Fig. 5. Endocytosis of FVIII by DCs. (A) Dose-dependent endocytosis of FVIII by DCs. DCs were incubated in X-VIVO¹⁵ medium with FVIII (8, 16, 25, 40, 75, and 100 mg/ml) for 2 h at 37°C. Cells were washed extensively and analyzed by flow cytometry. (B) DCs were cultured with FVIII-FITC (40 mg/ml) for 2 h at 37°C. Cells were then fixed (with 100% ethanol for 8 min) on a glass slide and observed with a confocal microscope (LEICA SP2; Leica, Mannheim, Germany) coupled to an inverted microscope. The detection wavelength range was 500-580 nm for FITC. Gray-level images were obtained by DIC. The fluorescence image was chosen in the middle of the cell, at the level of the nuclei. The fluorescence image and the corresponding gray-level image were merged using Adobe Photoshop 7.0 software.

Fig. 6. Validation of the CTLD4-7-Fc and CR-FNII-CTLD1-3-Fc constructs. (A) ELISA plates were coated with varying doses of mannan. The constructs CTLD4-7-Fc (CTLD4-7) and CR-FNII-CTLD1-3-Fc (CTLD1-3) were added to the wells at 10 mg/ml. A mouse anti-human Ig Fc-specific antibody coupled to HRP was then incubated in the wells. Binding was assessed by measuring the absorbance at 492 nm after revealing with OPD substrate. (B) ELISA plates were coated with 5 mg/ml of SO4-3-b-D-GalNAc-PAA. CR-FNII-CTLD1-3-Fc construct was added to the wells in serial dilutions starting from 10 mg/ml. A peroxidase-coupled anti-human IgG (Southern Biotech) was then incubated in the wells. Binding was assessed by measuring the absorbance at 492 nm after revealing with OPD substrate.

Fig. 7. Specificity of FVIII-specific T cell activation assay. (A) DCs (10,000 per well) generated from DRB1*1501/DRB5*01 healthy blood donors were incubated either in medium alone or in presence of mannan (1 mg/ml) or anti-CD206 IgG (10 mg/ml)m followed by incubation with FVIII (10 mg/ml, 36 nM) or I²¹⁴⁴-T²¹⁶¹ peptide (1, 2, and 4 mg/ml) and D9E9. Human factor IX (36 nM, FIX, Benefix; Baxter) was used instead of FVIII as a control. Results are from one representative of three to eight independent experiments. (B) Dose-response of mannan-mediated inhibition of FVIII-specific T cell activation. DCs were preincubated with various concentrations of mannan (0, 0.0001, 0.01, 1, and 3 mg/ml), followed by coculturing in the presence of D9E9 (5,000 per well) and FVIII (5.56, 2.78 or 1.39 mg/ml). Results are from one representative of three independent experiments.

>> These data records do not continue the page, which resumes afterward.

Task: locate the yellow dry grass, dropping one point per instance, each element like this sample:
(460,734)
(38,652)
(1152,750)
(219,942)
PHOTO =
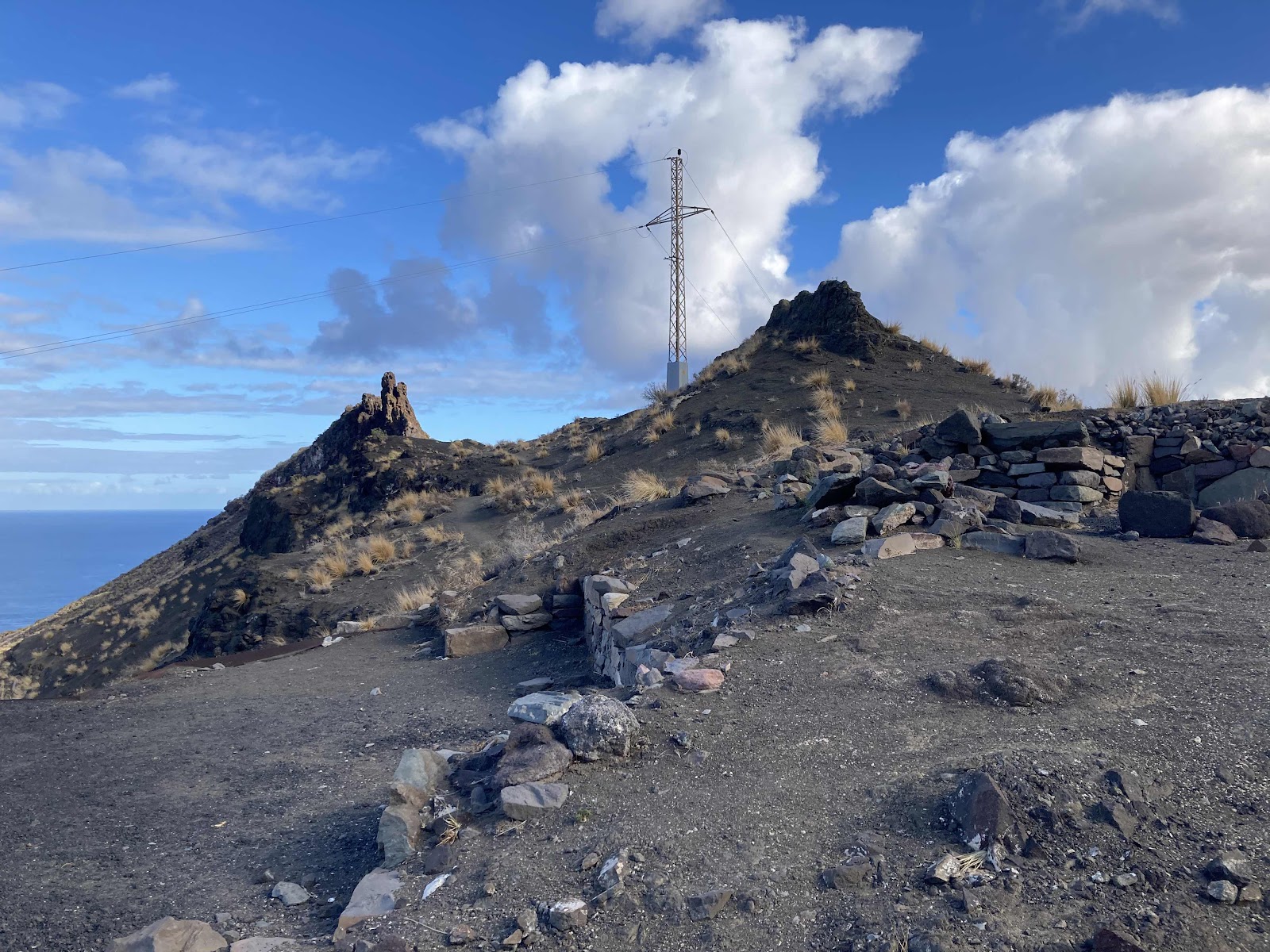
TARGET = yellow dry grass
(780,438)
(643,486)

Fig. 8. Mannan does not inhibit presentation of FVIII to D9E9 by FVIII nonspecific B lymphoblastoid lines. (A) LE56, a B lymphoblastoid cell line without a FVIII-specific BCR and HLA-DR-matched to D9E9, was incubated with medium alone or mannan (1 mg/ml) for 30 min at 37°C. Cells were then cocultured with the FVIII-specific CD4+T cell clone D9E9 in presence of BDD-FVIII (4.5 mg/ml) for 20 h. Activation of D9E9 was assessed by measuring IFN-gamma in the culture supernatant by ELISA. (B) Control antigen presenting cells (APCs) for the effect of mannan, e.g., DCs and BO2C11 (a B lymphoblastoid cell line with a FVIII-specific BCR that is HLA-DR-matched to D9E9) were treated similarly, as in the case of LE56.

Fig. 9. Preincubation of FVIII (10 mg/ml) with VWF inhibited the interaction of FVIII with CTLD 4-7-Fc in a dose-dependent manner as assessed by ELISA. Error bars represent standard deviations of two independent experiments.